As I got older, read more, and watched movie and TV portrayals of radio with a deeper understanding, I learned more about the intricacies of production – including writing, directing, acting, and sound effects creation, which made me even more fascinated.  Books such as The Great American Radio Broadcast, Terror on the Air, Suspense, Inner Sanctum Mysteries, and The I Love a Mystery Companion  revealed to me the behind the scene creation of programs such as Inner Sanctum, Lux Radio Theatre, Suspense, and I Love a Mystery, to name a few – from initial inspiration and pitching of a show to sponsors, to the intense schedule for writing and rehearsing, to actors’ perspective on radio performing, to audience reactions.  I was especially intrigued by how special sound effects, combined with an audience’s willing imagination, were such a powerful force in creating reality:  coconut shells became pounding hooves, a stabbed melon was transformed into a fatally impaled human, a flushing toilet could be modified to become space invaders’ horrific weapons, or a heart beat might be created with a rubber sponge, a turn table, and a stylus (Maltin 108)!  Of course, there were also the ultra realists like Jack Webb whom Leonard Maltin reveals created the sounds of passing cars on Los Feliz Blvd. at 2:30 a.m. by having a sound man go out and record passing cars at 2:30 a.m. on Los Feliz Blvd. (Great American Radio Broadcast 100).
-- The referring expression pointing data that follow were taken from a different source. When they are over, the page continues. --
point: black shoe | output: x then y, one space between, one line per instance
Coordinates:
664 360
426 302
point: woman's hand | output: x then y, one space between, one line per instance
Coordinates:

One source that especially galvanized my interest was Rupert Holmes’s Remember WENN (the real first original AMC series).  This delightful program traced the adventures of a Mid-West small-town girl who makes it to the big city (sort of), Pittsburgh, and starts as writer but soon finds the hectic demands of the station moving her swiftly into the roles of director; producer; business manager; and, occasionally, actress.  With humor that is sometimes whimsical, but always clever, Remember Wenn joyfully captures the seat-of-your-pants spirit at a radio station that characterized how this medium entertained and delighted audiences.

Whether in Remember Wenn or in the books I read, I especially loved learning how actors had the pleasure of playing an enormous catalogue of roles because we created their characters in our minds on the inspiration of their voices.  That’s how a short, chubby chap could become a strapping western marshal or a middle-aged man could mentally materialize as a kindly old grandmother in the theatre of our minds!  Or we got to “see” our favorite actors playing roles they never had a chance to have a crack at on the screen.  For example, as a Joan Bennett fan, I was delighted to catch her deftly cracking wise in Rosalind Russell’s part in Hired Wife or seductively manipulating Burt Lancaster in Barbara Stanwyck’s role in Double Indemnity

And short stories or novels were brought alive for us as well – especially Orson Welles’s infamous trick more that treat, War of the Worlds.  Both situations inspired me to think about what fun it would be to take some of my favorite horror or mystery stories or even movies and imagine them as venues for Jessica to strut her thespian stuff.  So, in Dead Man, Jess gets to talk about doing “A Rose for Emily” and “The Dunwich Horror”; in Dark Horse, we have reference to her playing in “The Horla.”

 

In Jessica’s most recent adventure, Shadows of a Dark Past, I’ve centered the story around her work on a remote broadcast in a haunted New Hampshire mansion (somewhat inspired by Charlie Chan in the Wax Museum). Attempting to drum up ratings, her director/producer Scott plans to reopen the tragedy of a woman’s tragic disappearance, and likely murder, in this mansion twenty years before.  The owner of the mansion, the husband of the woman reputed to be the ghost, her daughter, and others in the town who remember the event have dangerously mixed emotions about the broadcast.  And Jessica finds that she has a disturbing connection to the woman in question.  Then there’s the Hound of Hell. The topper is when things go horribly wrong in a séance recorded for later transmission.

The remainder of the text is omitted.